To test these theories, the McLean team collected and reviewed data from cases that involved the use of restraint chairs at three large psychiatric hospitals in the northeastern U.S. over a one-year period (May 1, 2014, to May 1, 2015). One of the study’s authors, Katy Phillips, PhD, APRN, NP-BC, of Fairfield University, reported that after restraint chairs were introduced at the hospitals, “many nurses noted how the chair helped both the patients and staff during stressful events that require intervention.” Moreover, she said anecdotal evidence suggested that “patients were spending less time in restraint, more willing to take medication by mouth than by injection, and that there were less injuries for both patients and staff.”
An analysis of the data found that patients in the restraint chair were more likely to receive medications by mouth than those in four-point restraints. Data also indicated that staff was less likely to experience injuries when patients were restrained by the chair compared to four-point restraint. These findings are not surprising to the authors.
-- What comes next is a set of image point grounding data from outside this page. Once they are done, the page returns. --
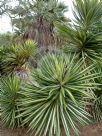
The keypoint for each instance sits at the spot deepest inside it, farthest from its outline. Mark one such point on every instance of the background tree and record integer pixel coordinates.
(34, 20)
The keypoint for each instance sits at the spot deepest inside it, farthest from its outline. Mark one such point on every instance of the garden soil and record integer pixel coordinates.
(92, 130)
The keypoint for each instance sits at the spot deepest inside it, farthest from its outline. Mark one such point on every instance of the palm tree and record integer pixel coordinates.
(34, 19)
(84, 36)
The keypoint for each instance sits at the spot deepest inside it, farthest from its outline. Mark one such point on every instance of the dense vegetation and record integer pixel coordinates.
(50, 67)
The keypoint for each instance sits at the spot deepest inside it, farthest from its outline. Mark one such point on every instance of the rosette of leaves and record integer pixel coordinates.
(56, 98)
(9, 95)
(14, 57)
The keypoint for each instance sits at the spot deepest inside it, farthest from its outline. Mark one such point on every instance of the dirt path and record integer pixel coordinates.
(92, 130)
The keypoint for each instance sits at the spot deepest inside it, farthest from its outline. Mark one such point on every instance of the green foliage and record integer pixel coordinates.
(6, 39)
(9, 95)
(26, 13)
(15, 56)
(57, 95)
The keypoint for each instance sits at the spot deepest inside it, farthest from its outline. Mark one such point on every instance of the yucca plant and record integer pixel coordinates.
(56, 98)
(9, 95)
(97, 104)
(14, 57)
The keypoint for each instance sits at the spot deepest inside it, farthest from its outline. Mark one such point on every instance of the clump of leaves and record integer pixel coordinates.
(14, 57)
(9, 95)
(56, 98)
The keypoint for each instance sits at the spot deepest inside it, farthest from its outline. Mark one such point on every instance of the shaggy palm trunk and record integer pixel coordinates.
(43, 33)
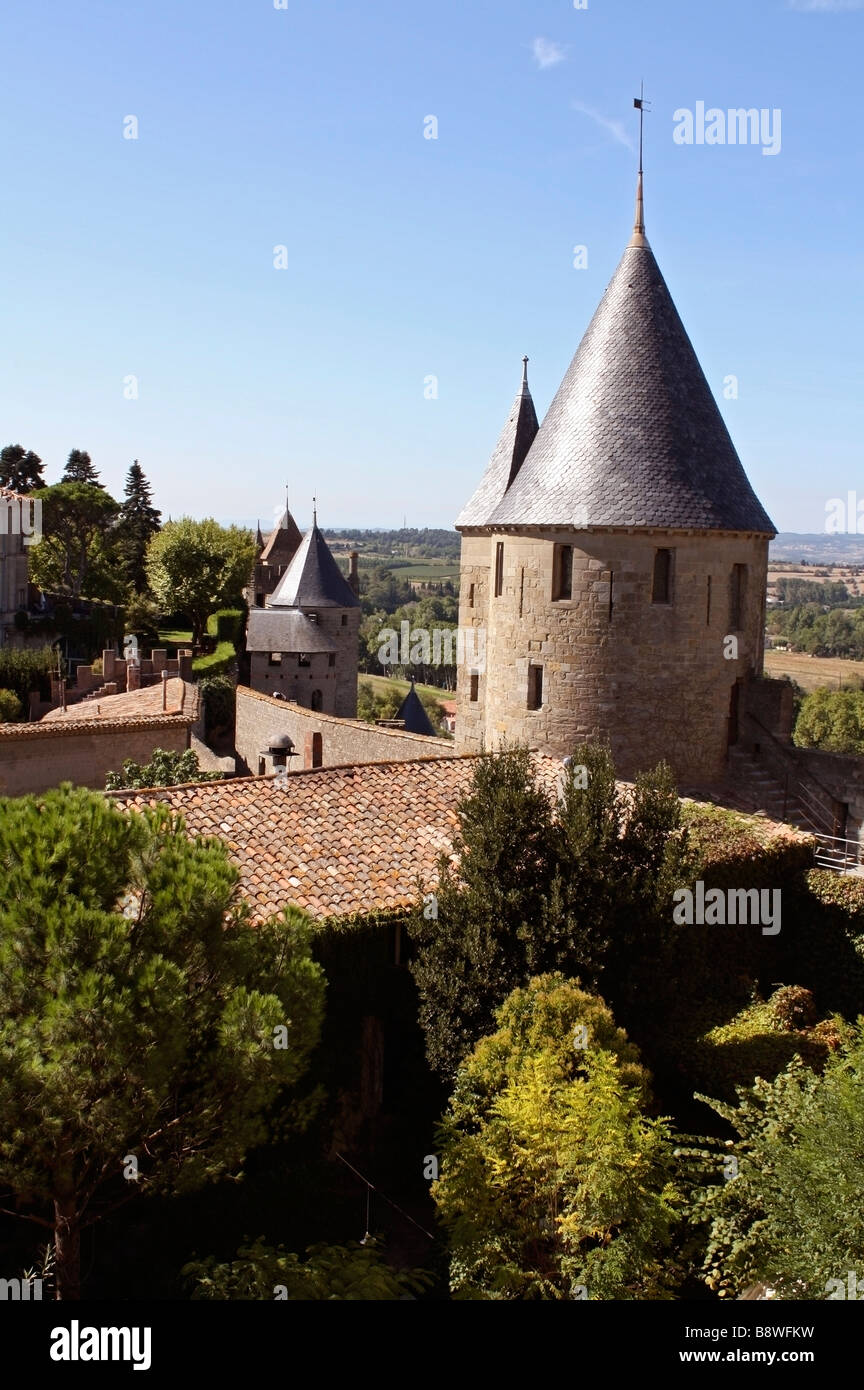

“The patient is in an upright position in the chair as opposed to supine in a four-point restraint, making it easier to speak with the patient and de-escalate the situation more quickly as the patient can be on the same eye level to the staff speaking with them,” Phillips said. “It’s likely that from the patient’s perspective, they feel less vulnerable in the restraint chair.”
In publishing their findings, the authors hope to encourage other psychiatric institutions to adopt the restraint chair as a safe alternative to four-point restraints and to consider using the restraint chair in emergency situations. They are also launching a new line of research in hopes of better understanding how hospital staff members feel about restraint chairs.
“Phase two of our study will be qualitative, investigating nursing staff perceptions of the chair, compared to four-points,” Visaggio said. “We hypothesize that themes will develop that the chair is more dignified, humane, and safer from a clinical standpoint.”